В голове у меня был сумбур, не знаю, как я отвечала на их вопросы. Было уже далеко за полдень, а чиновники все не уходили. Наконец один из них обратил внимание на мой удрученный вид.
— Вы нездоровы, мюдюре-ханым? У вас такое огорченное лицо.
Нервы мои не выдержали, я потупилась, сжала на груди руки, словно молила о пощаде, и сказала:
— Дома умирает ребенок…
Чиновники пожалели меня, принялись утешать обычными бессмысленными словами и разрешили уйти.
От школы до дома пять минут ходьбы. В тот день я тащилась полчаса, если не больше. Все утро я мучалась, страдала, рвалась к Мунисэ, а сейчас ноги не шли домой. Я останавливалась и прислонялась к заборам на пустых улицах, садилась на камни у источников, как усталый путник.
В открытом окне нашего дома я увидела незнакомых мужчин. Калитку мне отворил онбаши. Я боялась что-либо спрашивать и глазами, всем своим видом молила ничего мне не говорить.
Он встретил меня неожиданными словами:
— Бедная девочка больна… Но если аллах захочет, он исцелит ее.

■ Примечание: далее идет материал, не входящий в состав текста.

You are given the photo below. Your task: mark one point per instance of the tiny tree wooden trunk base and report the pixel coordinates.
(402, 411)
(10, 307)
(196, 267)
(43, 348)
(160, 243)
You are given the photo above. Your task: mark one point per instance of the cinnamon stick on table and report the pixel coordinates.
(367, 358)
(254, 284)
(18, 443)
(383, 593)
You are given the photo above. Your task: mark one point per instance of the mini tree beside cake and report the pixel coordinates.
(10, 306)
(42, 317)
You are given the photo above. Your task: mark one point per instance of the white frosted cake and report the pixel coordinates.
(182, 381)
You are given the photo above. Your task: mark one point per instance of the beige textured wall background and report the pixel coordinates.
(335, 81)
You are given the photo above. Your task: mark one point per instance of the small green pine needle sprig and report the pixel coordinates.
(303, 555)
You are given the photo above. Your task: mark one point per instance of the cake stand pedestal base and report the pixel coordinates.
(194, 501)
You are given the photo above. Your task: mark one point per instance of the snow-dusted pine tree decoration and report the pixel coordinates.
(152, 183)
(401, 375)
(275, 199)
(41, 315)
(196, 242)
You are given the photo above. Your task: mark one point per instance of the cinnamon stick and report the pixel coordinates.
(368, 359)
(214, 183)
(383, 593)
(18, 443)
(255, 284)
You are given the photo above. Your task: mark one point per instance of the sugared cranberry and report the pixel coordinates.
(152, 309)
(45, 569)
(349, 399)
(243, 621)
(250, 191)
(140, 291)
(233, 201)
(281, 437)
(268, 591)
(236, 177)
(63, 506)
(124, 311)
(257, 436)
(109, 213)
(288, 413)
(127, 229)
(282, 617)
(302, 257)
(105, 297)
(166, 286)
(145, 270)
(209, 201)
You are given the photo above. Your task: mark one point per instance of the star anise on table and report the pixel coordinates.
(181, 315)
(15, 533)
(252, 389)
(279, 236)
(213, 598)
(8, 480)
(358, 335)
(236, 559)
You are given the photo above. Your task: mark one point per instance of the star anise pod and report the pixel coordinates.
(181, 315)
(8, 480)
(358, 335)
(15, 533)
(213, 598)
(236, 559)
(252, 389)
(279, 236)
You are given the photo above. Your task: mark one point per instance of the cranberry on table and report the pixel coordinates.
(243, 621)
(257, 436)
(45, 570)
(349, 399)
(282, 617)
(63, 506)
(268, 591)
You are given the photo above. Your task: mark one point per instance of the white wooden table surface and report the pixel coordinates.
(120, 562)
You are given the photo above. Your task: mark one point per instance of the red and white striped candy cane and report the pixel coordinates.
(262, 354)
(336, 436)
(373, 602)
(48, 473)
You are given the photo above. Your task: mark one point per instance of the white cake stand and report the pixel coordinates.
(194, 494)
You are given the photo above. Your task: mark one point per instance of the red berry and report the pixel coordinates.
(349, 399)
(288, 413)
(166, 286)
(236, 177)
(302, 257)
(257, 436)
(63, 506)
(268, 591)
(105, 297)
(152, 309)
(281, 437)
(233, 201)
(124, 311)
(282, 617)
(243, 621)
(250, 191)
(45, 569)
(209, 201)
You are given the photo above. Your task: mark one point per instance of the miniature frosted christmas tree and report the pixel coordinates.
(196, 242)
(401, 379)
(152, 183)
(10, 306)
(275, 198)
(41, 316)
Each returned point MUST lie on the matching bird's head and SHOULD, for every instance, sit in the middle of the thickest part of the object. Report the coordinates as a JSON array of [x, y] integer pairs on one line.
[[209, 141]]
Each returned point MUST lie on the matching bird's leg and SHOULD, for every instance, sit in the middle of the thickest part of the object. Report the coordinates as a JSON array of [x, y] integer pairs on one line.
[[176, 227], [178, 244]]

Раздался грохот: на лестничной площадке появился Хайруллах-бей. Грудь его была обнажена, голова не покрыта, рукава засучены:
— Кто там, онбаши? — закричал он.
Я в изнеможении опустилась на ступеньку. В каменном дворике было темно. Разглядев наконец меня, доктор растерянно спросил:
— Это ты, Феридэ? Отлично, дочь моя, отлично…
Он медленно спустился с лестницы и взял меня за руки. На моем лице было написано, что я все знаю.
— Дочь моя, стисни зубы и крепись, — прерывистым голосом сказал доктор. — Если аллаху будет угодно, девочка поправится. Мы ввели сыворотку. Делаем все, что в наших силах. Аллах велик. Нельзя терять надежду.
— Доктор-бей, позвольте мне взглянуть на нее…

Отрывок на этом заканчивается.